副社長は今日も庇護欲全開です
それにしても、口紅を変えたくらいで、そんなに印象が変わるかな……。

真美香は、まだ不審そうに私を見ているけれど、気にしない振りをしていよう。

「真美香、これから郵便局に行ってくるけど、なにかある?」

「郵便局? 別にないけど、庶務に頼んだら?」

私が持っているA四サイズの茶封筒を見ながら、真美香はどこか物足りなさそうに答えた。

きっと、話をはぐらかされたと思っているに違いない。それは分かるけれど、直哉さんとの関係は、話せることじゃなかった。

「それが、急ぎのものなの。速達で出したくて……」

庶務に頼むと、お昼までは持っていってもらえない。午前中に出したいものだから、自分で行くことにした。

「そうなんだ。私は特にないから。ありがと」

真美香は笑みを見せると、仕事を再開させる。そして私は、封筒を抱えるとオフィスを出た。

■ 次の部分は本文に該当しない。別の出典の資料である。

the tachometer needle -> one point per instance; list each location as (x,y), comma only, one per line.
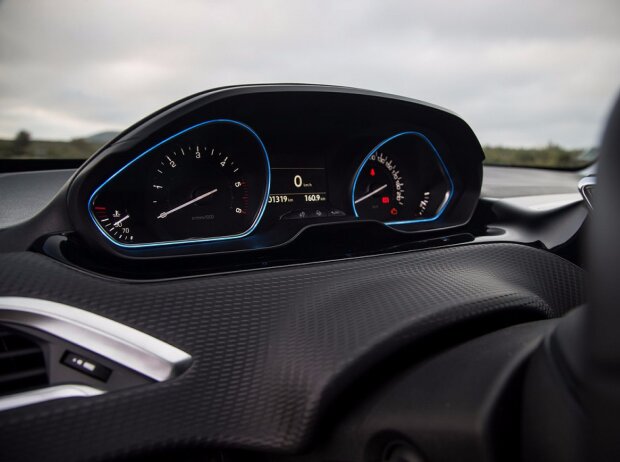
(371,193)
(120,222)
(196,199)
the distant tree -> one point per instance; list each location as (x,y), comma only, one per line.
(21,142)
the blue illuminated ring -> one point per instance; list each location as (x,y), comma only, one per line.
(259,216)
(441,162)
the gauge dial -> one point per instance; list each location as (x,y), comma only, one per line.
(208,182)
(198,191)
(116,222)
(403,180)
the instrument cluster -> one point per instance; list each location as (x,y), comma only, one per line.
(247,167)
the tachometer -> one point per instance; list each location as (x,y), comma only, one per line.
(402,180)
(208,182)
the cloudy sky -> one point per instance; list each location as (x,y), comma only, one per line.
(524,72)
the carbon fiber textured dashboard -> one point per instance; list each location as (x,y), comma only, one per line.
(270,347)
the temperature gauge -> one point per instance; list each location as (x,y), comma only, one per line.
(116,222)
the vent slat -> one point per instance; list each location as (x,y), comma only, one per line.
(22,363)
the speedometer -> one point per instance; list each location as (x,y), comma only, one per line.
(208,182)
(402,180)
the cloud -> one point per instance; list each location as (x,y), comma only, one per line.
(521,73)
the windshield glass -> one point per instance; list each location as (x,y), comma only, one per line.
(533,78)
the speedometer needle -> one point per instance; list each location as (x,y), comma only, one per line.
(202,196)
(371,193)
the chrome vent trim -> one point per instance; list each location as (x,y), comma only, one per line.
(47,394)
(110,339)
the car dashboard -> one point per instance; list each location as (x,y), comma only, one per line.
(225,272)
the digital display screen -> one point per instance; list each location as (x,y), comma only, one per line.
(298,186)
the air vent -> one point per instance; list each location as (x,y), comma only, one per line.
(22,364)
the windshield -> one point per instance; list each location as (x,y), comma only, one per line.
(534,79)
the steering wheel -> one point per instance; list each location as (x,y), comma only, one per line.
(571,396)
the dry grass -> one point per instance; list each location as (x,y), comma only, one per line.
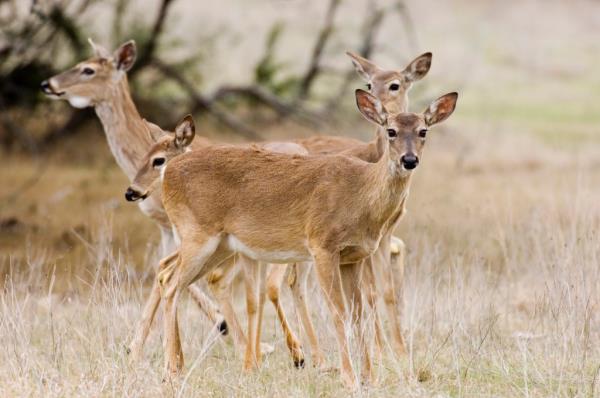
(502,290)
(503,228)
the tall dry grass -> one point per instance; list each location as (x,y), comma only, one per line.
(502,295)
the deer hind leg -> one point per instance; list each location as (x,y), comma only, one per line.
(327,265)
(220,282)
(143,329)
(369,285)
(254,275)
(275,275)
(351,279)
(394,293)
(297,280)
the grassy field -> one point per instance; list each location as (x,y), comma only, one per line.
(503,231)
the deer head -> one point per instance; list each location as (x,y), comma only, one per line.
(91,81)
(406,133)
(153,165)
(391,86)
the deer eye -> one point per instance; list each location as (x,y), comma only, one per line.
(157,162)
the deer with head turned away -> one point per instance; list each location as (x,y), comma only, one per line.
(283,208)
(101,82)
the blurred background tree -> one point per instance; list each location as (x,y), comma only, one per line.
(41,38)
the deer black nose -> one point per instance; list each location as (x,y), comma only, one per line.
(409,161)
(45,86)
(131,195)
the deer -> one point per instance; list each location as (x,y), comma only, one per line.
(392,87)
(101,82)
(285,208)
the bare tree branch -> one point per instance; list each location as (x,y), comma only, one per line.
(270,100)
(201,103)
(409,25)
(313,68)
(147,53)
(372,23)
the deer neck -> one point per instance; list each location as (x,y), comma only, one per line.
(127,133)
(386,186)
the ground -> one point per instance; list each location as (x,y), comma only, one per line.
(502,231)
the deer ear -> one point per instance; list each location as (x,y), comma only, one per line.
(185,132)
(125,56)
(370,107)
(440,109)
(99,51)
(418,68)
(363,66)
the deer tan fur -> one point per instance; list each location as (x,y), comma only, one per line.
(287,208)
(381,81)
(101,82)
(384,275)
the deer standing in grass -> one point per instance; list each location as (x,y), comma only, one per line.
(101,82)
(281,208)
(391,87)
(384,272)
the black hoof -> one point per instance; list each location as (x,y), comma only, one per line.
(223,328)
(299,363)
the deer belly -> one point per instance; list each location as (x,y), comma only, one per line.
(286,255)
(352,254)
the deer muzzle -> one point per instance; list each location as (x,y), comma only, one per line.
(132,195)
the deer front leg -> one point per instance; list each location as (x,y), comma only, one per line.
(252,280)
(220,283)
(143,329)
(389,270)
(394,293)
(297,281)
(351,279)
(327,264)
(370,288)
(275,275)
(198,255)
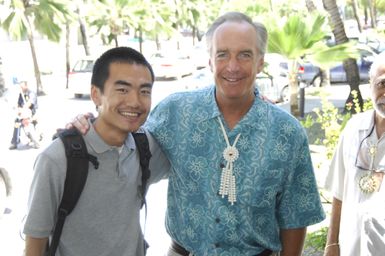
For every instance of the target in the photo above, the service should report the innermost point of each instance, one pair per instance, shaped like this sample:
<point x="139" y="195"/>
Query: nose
<point x="233" y="64"/>
<point x="133" y="99"/>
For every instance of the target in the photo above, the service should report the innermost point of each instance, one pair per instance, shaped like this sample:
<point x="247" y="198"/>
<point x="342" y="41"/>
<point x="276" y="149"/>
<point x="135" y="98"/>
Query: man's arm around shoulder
<point x="35" y="246"/>
<point x="292" y="241"/>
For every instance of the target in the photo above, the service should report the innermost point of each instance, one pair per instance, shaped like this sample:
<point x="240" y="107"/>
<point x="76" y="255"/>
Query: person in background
<point x="25" y="119"/>
<point x="241" y="181"/>
<point x="355" y="178"/>
<point x="106" y="219"/>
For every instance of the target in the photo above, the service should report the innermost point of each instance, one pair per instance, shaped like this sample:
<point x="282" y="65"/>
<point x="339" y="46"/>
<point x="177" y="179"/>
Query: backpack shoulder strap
<point x="76" y="176"/>
<point x="142" y="145"/>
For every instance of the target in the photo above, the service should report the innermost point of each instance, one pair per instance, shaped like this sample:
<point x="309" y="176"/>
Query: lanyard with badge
<point x="371" y="179"/>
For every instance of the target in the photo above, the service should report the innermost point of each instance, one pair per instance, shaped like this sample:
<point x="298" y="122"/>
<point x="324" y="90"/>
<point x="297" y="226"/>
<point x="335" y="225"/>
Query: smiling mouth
<point x="232" y="80"/>
<point x="129" y="114"/>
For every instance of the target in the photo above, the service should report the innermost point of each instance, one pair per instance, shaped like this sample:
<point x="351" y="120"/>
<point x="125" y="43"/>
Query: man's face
<point x="235" y="60"/>
<point x="126" y="101"/>
<point x="378" y="90"/>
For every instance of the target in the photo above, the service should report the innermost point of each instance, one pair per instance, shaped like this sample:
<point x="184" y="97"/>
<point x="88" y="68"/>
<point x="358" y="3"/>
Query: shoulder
<point x="54" y="152"/>
<point x="283" y="120"/>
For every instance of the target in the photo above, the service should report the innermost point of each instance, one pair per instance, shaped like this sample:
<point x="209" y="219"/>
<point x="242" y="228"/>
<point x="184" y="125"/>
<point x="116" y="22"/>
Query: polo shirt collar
<point x="99" y="146"/>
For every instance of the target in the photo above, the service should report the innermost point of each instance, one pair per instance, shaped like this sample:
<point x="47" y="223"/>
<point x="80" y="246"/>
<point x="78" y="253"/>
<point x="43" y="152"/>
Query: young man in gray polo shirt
<point x="106" y="219"/>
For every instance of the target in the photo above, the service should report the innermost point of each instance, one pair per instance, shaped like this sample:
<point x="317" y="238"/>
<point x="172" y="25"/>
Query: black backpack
<point x="77" y="171"/>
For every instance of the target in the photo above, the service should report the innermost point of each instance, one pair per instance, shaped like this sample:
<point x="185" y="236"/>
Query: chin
<point x="380" y="110"/>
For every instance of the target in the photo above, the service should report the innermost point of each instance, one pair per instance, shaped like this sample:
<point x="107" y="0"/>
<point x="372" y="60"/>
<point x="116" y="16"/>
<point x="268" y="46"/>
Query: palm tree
<point x="301" y="38"/>
<point x="26" y="17"/>
<point x="350" y="65"/>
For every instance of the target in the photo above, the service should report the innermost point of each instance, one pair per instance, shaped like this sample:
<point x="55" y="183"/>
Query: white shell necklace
<point x="230" y="154"/>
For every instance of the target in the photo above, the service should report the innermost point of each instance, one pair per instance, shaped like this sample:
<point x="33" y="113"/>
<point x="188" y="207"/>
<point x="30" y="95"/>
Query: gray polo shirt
<point x="106" y="220"/>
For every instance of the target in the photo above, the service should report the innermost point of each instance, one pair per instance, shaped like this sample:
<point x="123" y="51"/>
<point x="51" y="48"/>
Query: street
<point x="56" y="109"/>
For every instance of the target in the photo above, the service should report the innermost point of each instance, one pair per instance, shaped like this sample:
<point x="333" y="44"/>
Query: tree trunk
<point x="140" y="39"/>
<point x="350" y="65"/>
<point x="310" y="5"/>
<point x="68" y="63"/>
<point x="356" y="16"/>
<point x="39" y="86"/>
<point x="83" y="31"/>
<point x="293" y="88"/>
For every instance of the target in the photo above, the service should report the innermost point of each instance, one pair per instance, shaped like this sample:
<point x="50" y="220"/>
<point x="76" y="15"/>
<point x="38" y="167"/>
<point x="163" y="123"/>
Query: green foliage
<point x="316" y="241"/>
<point x="332" y="121"/>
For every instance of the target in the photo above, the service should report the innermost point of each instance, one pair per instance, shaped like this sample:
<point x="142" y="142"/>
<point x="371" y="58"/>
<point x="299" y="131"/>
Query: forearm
<point x="35" y="246"/>
<point x="292" y="241"/>
<point x="332" y="242"/>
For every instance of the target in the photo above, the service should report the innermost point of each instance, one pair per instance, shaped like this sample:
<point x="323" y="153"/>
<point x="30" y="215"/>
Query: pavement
<point x="59" y="108"/>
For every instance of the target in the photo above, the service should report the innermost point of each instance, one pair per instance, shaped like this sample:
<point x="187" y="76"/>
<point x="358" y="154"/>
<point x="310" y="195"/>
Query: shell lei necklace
<point x="368" y="183"/>
<point x="230" y="154"/>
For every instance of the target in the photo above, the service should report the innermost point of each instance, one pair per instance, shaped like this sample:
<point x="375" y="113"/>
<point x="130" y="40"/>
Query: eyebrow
<point x="125" y="83"/>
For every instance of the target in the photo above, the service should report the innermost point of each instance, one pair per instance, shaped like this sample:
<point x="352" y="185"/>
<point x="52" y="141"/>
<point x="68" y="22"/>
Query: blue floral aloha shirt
<point x="275" y="182"/>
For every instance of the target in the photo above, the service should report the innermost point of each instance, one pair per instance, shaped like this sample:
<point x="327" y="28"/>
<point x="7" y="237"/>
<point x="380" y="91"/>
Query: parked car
<point x="171" y="65"/>
<point x="273" y="81"/>
<point x="79" y="78"/>
<point x="312" y="76"/>
<point x="199" y="79"/>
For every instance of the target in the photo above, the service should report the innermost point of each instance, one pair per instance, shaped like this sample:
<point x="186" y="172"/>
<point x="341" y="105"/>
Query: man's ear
<point x="96" y="95"/>
<point x="260" y="64"/>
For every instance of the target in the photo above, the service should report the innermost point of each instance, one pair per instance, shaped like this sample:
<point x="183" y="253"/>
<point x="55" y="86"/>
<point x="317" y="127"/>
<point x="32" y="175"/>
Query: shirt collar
<point x="98" y="144"/>
<point x="368" y="120"/>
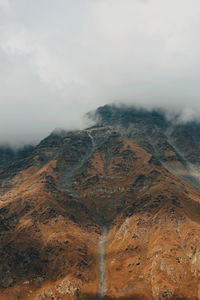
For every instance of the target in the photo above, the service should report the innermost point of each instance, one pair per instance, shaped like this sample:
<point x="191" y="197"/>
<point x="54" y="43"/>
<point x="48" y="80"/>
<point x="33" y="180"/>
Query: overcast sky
<point x="62" y="58"/>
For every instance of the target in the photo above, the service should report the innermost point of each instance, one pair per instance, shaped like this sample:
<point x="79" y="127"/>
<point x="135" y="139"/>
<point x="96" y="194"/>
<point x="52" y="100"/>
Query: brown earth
<point x="55" y="201"/>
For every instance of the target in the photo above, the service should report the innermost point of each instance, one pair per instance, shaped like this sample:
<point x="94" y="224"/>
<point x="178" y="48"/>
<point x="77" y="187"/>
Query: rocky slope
<point x="110" y="212"/>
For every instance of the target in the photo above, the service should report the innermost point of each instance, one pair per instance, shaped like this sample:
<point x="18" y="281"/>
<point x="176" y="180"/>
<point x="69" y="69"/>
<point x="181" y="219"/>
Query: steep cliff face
<point x="110" y="212"/>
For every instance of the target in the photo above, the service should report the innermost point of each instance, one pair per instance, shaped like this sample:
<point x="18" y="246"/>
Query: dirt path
<point x="102" y="265"/>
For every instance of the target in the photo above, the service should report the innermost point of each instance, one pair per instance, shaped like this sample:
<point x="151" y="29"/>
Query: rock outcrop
<point x="134" y="173"/>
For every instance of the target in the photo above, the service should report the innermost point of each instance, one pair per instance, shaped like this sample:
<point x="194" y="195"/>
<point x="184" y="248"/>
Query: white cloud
<point x="61" y="59"/>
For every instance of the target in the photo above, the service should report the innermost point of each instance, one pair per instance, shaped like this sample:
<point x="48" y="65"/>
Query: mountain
<point x="109" y="212"/>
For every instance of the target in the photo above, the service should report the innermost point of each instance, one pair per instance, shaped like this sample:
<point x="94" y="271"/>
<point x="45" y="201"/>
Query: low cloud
<point x="62" y="59"/>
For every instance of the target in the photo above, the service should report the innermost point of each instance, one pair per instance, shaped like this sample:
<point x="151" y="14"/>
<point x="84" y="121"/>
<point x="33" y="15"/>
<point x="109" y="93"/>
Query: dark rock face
<point x="120" y="174"/>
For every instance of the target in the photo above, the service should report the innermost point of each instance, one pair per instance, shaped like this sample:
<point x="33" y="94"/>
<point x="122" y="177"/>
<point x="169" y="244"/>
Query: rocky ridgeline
<point x="135" y="173"/>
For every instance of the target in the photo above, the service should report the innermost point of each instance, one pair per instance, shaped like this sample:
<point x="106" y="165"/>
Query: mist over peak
<point x="76" y="56"/>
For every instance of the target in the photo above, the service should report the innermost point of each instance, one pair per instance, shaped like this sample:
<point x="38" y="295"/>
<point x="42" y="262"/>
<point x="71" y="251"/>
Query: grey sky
<point x="60" y="59"/>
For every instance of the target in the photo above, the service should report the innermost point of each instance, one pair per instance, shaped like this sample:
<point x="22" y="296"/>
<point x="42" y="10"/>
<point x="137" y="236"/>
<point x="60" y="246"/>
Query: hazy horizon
<point x="61" y="59"/>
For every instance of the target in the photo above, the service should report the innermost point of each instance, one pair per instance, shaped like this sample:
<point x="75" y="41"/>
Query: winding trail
<point x="102" y="265"/>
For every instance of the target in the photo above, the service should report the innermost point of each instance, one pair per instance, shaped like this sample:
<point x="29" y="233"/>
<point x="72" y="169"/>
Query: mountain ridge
<point x="132" y="174"/>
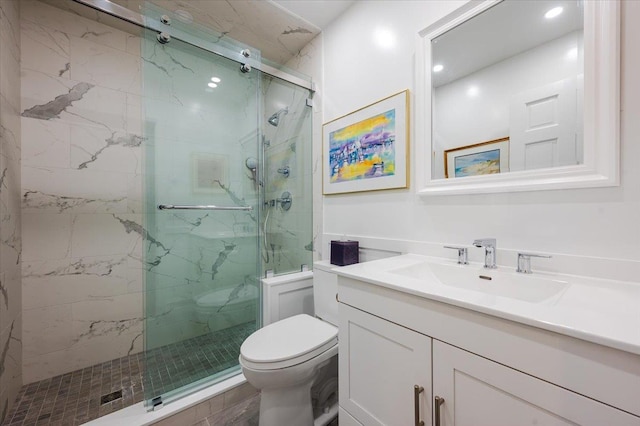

エレベーターを降りビルを出ると、頭上には青空が広がっている。

爽やかな天気と満たされる心で、足取りも軽くなりそう。足早に郵便局に向かい速達を出すと、オフィスビルへ戻った。

すると、エレベーターの前で直哉さんに出会い、一気に鼓動が高鳴る。住川さんも一緒だ。

「あの、お疲れ様です」

嬉しい。こんな偶然があるなんて……。つい、頬が緩みそうになり、慌てて自制した。